Für die zahlreichen ­Anschaffungs­pläne und Rüstungsprojekte der Bundeswehr dürften die 100 Milliarden Euro aus dem Sondervermögen langfristig kaum reichen.

Wenn es bereits einige Jahre dauert, um Rucksäcke zu beschaffen, wie läuft es dann bei aufwendigem Hightech-Gerät? Reichlich bizarr mutet etwa die Geschichte des Schützenpanzers »Puma« an, eines der Prestigeprojekte der Bundeswehr. Die ersten Planungen datieren auf 1996, als ein Nachfolger für das betagte Standardmodell »Marder« gesucht wurde. Die ersten Vorserienfahrzeuge wurden 2006 ausgeliefert, doch sie stellten sich bald als wenig ausgereift heraus. Bestellt wurde der von den Rüstungsunternehmen Krauss-Maffei Wegmann und Rheinmetall Landsysteme hergestellte Panzer trotzdem. In den folgenden Jahren traten immer neue Mängel auf und das Projekt wurde immer teurer. 2019 wurden die Entwicklungs- und Anschaffungskosten auf rund sechs Milliarden Euro geschätzt, etwa doppelt so viel wie die ursprünglich veranschlagte Summe. Mittlerweile ist der »Puma« nicht nur der schwerste Schützenpanzer der Welt, sondern auch mit 17 Millionen Euro pro Stück einer der teuersten. Trotz dieser riesigen Beträge fand noch im Juli 2020 ein Bericht der Bundeswehr erneut teilweise erhebliche Mängel und erklärte den Panzer für nicht einsatzfähig. Erst ein Jahr später, im März 2021, wurde die Einsatzfähigkeit endlich festgestellt. Doch wegen der zahlreichen Nachrüstungen wird mit einer vollen Einsatzbereitschaft von zumindest 266 Exemplaren erst 2027 gerechnet – über 30 Jahre nach Beginn der ersten Planungen.

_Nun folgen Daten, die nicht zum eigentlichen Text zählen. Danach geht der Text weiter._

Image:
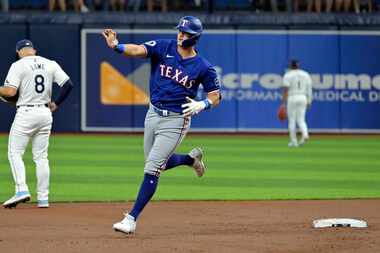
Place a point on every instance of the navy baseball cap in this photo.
(23, 43)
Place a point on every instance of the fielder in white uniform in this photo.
(32, 78)
(297, 96)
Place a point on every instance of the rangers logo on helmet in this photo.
(192, 26)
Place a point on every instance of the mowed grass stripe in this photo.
(110, 168)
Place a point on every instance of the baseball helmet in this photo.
(23, 43)
(192, 26)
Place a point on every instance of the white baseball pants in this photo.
(31, 123)
(296, 109)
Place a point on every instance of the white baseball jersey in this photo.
(298, 82)
(34, 76)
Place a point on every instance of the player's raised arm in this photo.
(132, 50)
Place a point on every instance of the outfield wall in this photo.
(344, 65)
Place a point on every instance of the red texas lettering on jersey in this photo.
(176, 75)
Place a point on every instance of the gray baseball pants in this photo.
(162, 135)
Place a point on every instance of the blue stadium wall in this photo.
(343, 59)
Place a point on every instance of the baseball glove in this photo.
(281, 113)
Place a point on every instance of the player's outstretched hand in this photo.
(110, 37)
(52, 106)
(193, 107)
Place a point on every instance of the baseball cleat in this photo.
(43, 204)
(198, 165)
(303, 141)
(20, 197)
(126, 226)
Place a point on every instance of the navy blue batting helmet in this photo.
(23, 43)
(192, 26)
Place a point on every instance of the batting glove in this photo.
(195, 107)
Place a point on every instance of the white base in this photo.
(339, 222)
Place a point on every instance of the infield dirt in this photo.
(196, 226)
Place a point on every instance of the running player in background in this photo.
(32, 79)
(177, 70)
(297, 95)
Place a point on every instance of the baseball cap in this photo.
(23, 43)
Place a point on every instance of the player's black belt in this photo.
(40, 105)
(164, 113)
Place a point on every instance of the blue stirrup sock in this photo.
(147, 189)
(178, 159)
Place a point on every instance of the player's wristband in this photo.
(119, 48)
(208, 103)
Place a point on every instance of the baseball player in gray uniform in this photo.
(177, 70)
(32, 78)
(297, 95)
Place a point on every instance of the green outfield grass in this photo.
(110, 168)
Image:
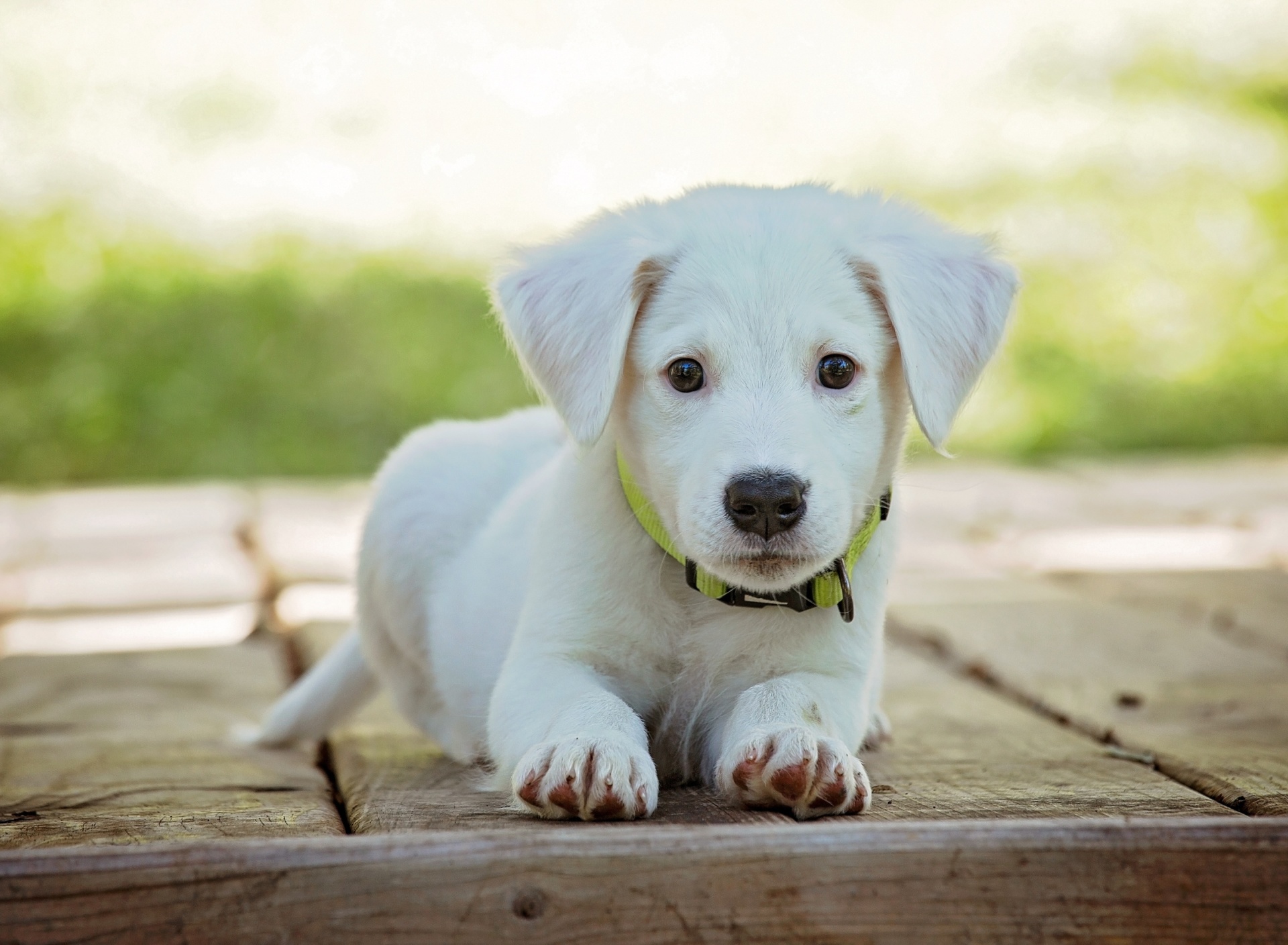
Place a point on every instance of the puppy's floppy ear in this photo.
(949, 299)
(570, 307)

Bei anderen wichtigen Großprojekten der Bundeswehr sieht es nicht viel besser aus. Um veraltete Versorgungsschiffe der Marine zu ersetzen, wurde eine deutsche Werft beauftragt, zwei neue Tanker zu bauen. Weil der ge­forderte Preis von rund 914 Millionen Euro weit über ihren Vorstellungen lag, akzeptierte die Bundeswehr eine schlechtere Ausstattung der Schiffe. Wie der Rechercheverbund von WDR, NDR und Süddeutsche Zeitung Ende März berichtete, hat sich der Preis dadurch nicht wesentlich verändert: Die Schiffe sind weiterhin exorbitant teuer, trotz der schlechteren Ausstattung. Sogar eine interne Prüfung durch Experten des Beschaffungsamts der Bundeswehr sei zu dem Schluss gekommen, dass der Preis »deutlich überzogen« war. Einem internen Schreiben zufolge hätte ein realistischer Preis etwa 250 Millionen Euro niedriger gelegen.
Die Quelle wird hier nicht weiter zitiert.